About the Dataset- Snapshot of the Dataset:
Data_snapshot
Features: Name Description Date/Time Date & Time for each hour in the year 2012. Temp(C) Exact temperature at a given time. Dew Point Temp(C) Dew Point Temp at a given time. It is the temperature to which air must be cooled to become saturated with water vapor. Rel Hum (%) Relative Humidity at a given time. Wind Spd (km/h) Wind Speed in km/h at a given time. Visibility (km) Visibility in km at a given time. Stn Press (kPa) Station Pressure observed at that time. Weather Weather at a given time.
Different functions that you would require to define for this project has been mentioned in the code block. All the parameters and the task, a function would do, have been mentioned there.
Load the weather_2012 data csv file and store it in weather variable. The path of the dataset has been stored in the variable path for you. Check the categorical and numerical variables.

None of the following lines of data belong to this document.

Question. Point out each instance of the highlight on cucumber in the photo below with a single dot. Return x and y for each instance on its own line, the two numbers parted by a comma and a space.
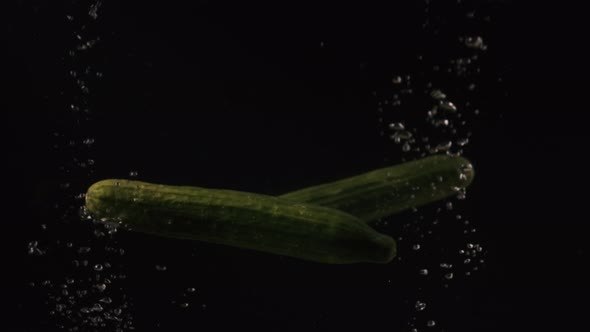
386, 191
325, 223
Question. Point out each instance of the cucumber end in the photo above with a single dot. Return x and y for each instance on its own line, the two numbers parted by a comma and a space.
387, 249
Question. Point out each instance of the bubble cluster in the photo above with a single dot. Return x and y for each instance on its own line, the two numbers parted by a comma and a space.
434, 110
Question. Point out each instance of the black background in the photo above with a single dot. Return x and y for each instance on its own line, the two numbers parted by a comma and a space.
267, 110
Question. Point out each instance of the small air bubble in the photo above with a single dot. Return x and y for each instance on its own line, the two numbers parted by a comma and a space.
438, 95
397, 126
448, 106
420, 306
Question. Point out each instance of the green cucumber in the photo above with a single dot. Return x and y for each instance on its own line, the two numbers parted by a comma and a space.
240, 219
389, 190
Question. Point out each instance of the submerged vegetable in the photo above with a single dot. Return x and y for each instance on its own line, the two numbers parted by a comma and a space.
240, 219
389, 190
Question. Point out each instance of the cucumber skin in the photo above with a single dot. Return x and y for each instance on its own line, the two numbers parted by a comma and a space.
240, 219
389, 190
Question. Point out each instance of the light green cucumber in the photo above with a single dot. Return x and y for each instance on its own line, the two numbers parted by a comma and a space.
389, 190
240, 219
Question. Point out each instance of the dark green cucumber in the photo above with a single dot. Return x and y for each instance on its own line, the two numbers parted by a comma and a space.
240, 219
389, 190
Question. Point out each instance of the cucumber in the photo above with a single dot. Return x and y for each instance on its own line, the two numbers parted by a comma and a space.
240, 219
389, 190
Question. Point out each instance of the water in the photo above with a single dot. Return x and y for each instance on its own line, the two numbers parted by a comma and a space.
114, 280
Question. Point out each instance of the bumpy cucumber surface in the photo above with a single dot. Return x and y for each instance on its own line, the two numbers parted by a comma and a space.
240, 219
389, 190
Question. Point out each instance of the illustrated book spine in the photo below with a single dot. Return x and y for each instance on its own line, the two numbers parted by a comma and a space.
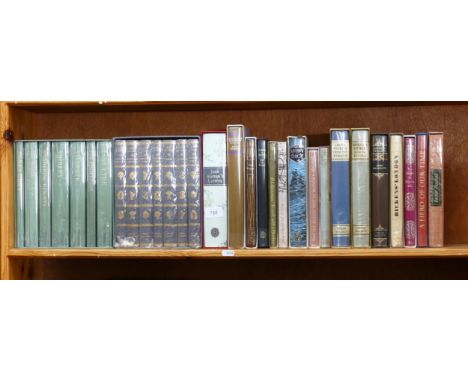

You can check it by calling categorical and numerical functions. Check the distribution of a specific value like the number of times the weather was exactly Cloudy in the given column. Feel free to check on other values. You can check it by calling the function clear with respective parameters. By using the index of the value or name of the value you can check the number of counts. Now suppose you want to check some instances based on a specific condition like when the wind speed was above 35 and visibility was 25. You can directly check it by calling the function instances_based_condition with respective parameters and store the resulting dataframe in wind_speed_35_vis_25. You have temperature data and want to calculate the mean temperature recorded by month. You can generate a pivot table that contains the aggregated values(like mean, max, min, sum, len) recorded by month. You can call the function agg_values_ina_month with respective parameters. To groupby based on a column like you want to groupby on Weather column and then aggregate the mean values of each column for different types of weather using mean. You can call the function group_values and store the resulting dataframe in mean_weather. Feel free to try on different aggregated functions like max, min, sum, len You want to convert Celsius temperature into Fahrenheit temperatures. Call the function convert to do the same.